The Innovative Marketer's Blog

On Content: 5 Questions You Answer Every Day That Make Good Blog Topics

Posted by Matthew Cook

tell your storiesWhat happened at work today? How did the meeting go? What was that call all about? How did you end up here? What are you working on?

Here’s another question. Why is that people who answer questions like these every day, probably several times a day, clam up when they’re asked to write or contribute to a blog post about their business?

It’s become en vogue to talk about content writing in terms of storytelling, and for once, I agree with the pundits. While others will point to Joseph Campbell’s hero’s journey, I’ll spare you the discursion into literary theory. I already did that once. You don’t need to understand the mechanics of storytelling because you already instinctively know them. You tell stories every day.

When you told your spouse over dinner last night what happened at work yesterday, that was a story. When you reported to your boss how your meeting with a client or prospective client went, that was a story. When you interviewed for your current job and the interviewer asked you why you wanted to work in this business, you told a story.

In content creation, I think, we’re often guilty of overreaching. We feel we need to be authoritative but our words end up weak and empty. That’s because we’re not telling stories. But there’s always a story behind everything we know. We talk about “thought leadership,” but thoughts don’t just pop, fully formed, into our heads. We know what we know because things have happened to us and we have learned from those experiences.

If you’re looking for stories, you’ve got tons of them.

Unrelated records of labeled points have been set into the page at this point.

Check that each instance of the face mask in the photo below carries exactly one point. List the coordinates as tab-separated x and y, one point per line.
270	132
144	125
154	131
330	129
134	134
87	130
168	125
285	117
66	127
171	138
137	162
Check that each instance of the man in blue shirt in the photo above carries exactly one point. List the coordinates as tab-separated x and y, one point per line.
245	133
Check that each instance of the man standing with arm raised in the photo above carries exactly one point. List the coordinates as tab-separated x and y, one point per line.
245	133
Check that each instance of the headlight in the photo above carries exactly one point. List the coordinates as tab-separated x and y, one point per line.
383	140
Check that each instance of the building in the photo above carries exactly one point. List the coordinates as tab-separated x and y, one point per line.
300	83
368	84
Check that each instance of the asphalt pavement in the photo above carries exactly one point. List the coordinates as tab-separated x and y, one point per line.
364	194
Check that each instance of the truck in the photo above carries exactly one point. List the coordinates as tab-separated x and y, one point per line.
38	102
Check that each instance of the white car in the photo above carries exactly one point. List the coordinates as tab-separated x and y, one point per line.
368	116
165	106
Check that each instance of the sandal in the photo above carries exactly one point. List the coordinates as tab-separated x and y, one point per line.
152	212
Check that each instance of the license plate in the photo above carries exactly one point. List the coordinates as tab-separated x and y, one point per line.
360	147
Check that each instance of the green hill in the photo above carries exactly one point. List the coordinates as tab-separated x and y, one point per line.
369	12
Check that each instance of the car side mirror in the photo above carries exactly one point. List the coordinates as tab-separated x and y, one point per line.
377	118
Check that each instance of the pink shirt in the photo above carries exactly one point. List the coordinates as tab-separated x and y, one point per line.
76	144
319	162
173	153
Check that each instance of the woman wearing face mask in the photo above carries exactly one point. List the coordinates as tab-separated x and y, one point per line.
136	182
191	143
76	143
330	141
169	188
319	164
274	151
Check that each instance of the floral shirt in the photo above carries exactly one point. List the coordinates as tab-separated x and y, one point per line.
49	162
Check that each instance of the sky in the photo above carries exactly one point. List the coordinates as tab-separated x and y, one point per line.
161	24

Last week I wrote about a method we use at my agency for getting feedback and direction from clients on potential blog articles. Among the questions we ask clients for each blog title is, “Can you provide examples from your experience of dealing with the situations discussed in the article?” I think this is the most important question we can ask our clients, yet it’s the one that almost always goes unanswered. Maybe it’s because we’re afraid of talking about real life, because real life isn’t perfect. Things don’t always go the way we want them to or expect them to. But real life is where our customers live and it’s where we live and it’s what our blog articles should be about.

seinfeld story

If you’re struggling with what to write about in your blog, or what to ask your clients about, start with what you (or they) did today and what you (or they) learned from it. Don’t worry, if something different happens tomorrow and you learn something that contradicts what you learned today, you can write about that, too. That’s the power of story; it helps people understand why we think what we think.